The $2.63 million Community Support Fund was created June 24 when the City Council approved a $225 million municipal budget for fiscal year 2016. It will prevent an estimated 500 families with 900 people from losing financial assistance.
“I felt it was important to continue to support some kind of assistance program to help support asylum seekers,” Councilor David Brenerman said June 25.
The one-year program is open to all immigrants currently receiving General Assistance vouchers. They are otherwise blocked from federally funded assistance, including Temporary Aid to Needy Families and the Supplemental Nutrition Assistance Program.
Anyone seeking asylum after July 1 will not be eligible for aid.
It takes a minimum of 180 days for asylum seekers to receive a federal permit enabling them to work.
Citing the federal Personal Responsibility and Work Opportunity Reconciliation Act of 1996, state Department of Health and Human Services Commissioner Mary Mayhew a year ago announced the department would no longer reimburse local programs for vouchers given immigrants who could not establish a legal right to be in the country.
The Community Fund was created to exist outside the city General Assistance program and will not seek state reimbursements. But it was an unexpected increase in state education funding that allowed the program to be created, Brenerman noted.

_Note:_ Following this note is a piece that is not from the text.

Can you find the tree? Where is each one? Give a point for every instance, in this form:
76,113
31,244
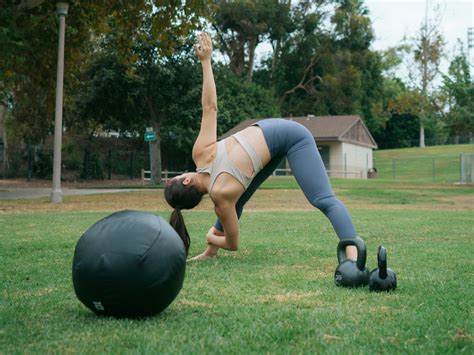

Because city schools may receive $1.7 million more in general purpose aid than anticipated in the $102.8 million budget passed by voters May 12, the extra money will go to reduce the tax demand on city property owners.
This allowed Brenerman and Councilor Justin Costa to suggest the additional spending on the municipal side of the budget, while keeping the overall projected tax increase at around 2.9 percent.
Councilors eventually voted to increase spending 3.1 percent due to other additions to the budget, and the $2.6 million is about $500,000 less than the city spent in the last year to provide assistance to asylum seekers.
“If you had a GA program, $2.6 would not be enough money,” Brenerman conceded, adding the city will also seek donations to provide more aid.
Brenerman and Costa built their amendment to the budget on top of $350,000 allocated by former acting City Manager Sheila Hill-Christian as transition funding for people who are losing assistance.
The program will be administered by the city Department of Health and Human Services. City Hall spokeswoman Jessica Grondin on Monday said the details and rules are still under consideration.
The city joined the Maine Municipal Association in a lawsuit against the state DHHS to force the department to follow required rule-making procedures on the policy banning aid to ineligible immigrants, and to require the state to reimburse the city most of the expenses of providing the vouchers.
The plaintiffs won a mixed victory in Cumberland County Superior Court on June 9 when Justice Thomas D. Warren ruled the DHHS needed to follow procedures to set the policy. However, he also ruled the department would be harmed if forced to make reimbursements not allowed under federal law.
City Corporation Counsel Danielle West Chuhta said June 24 the plaintiffs are seeking more clarification from Warren as to whether he meant past or future reimbursements.
She also said the new city fund should pass legal muster, despite state and federal restrictions, because Warren did not address local spending in his decision.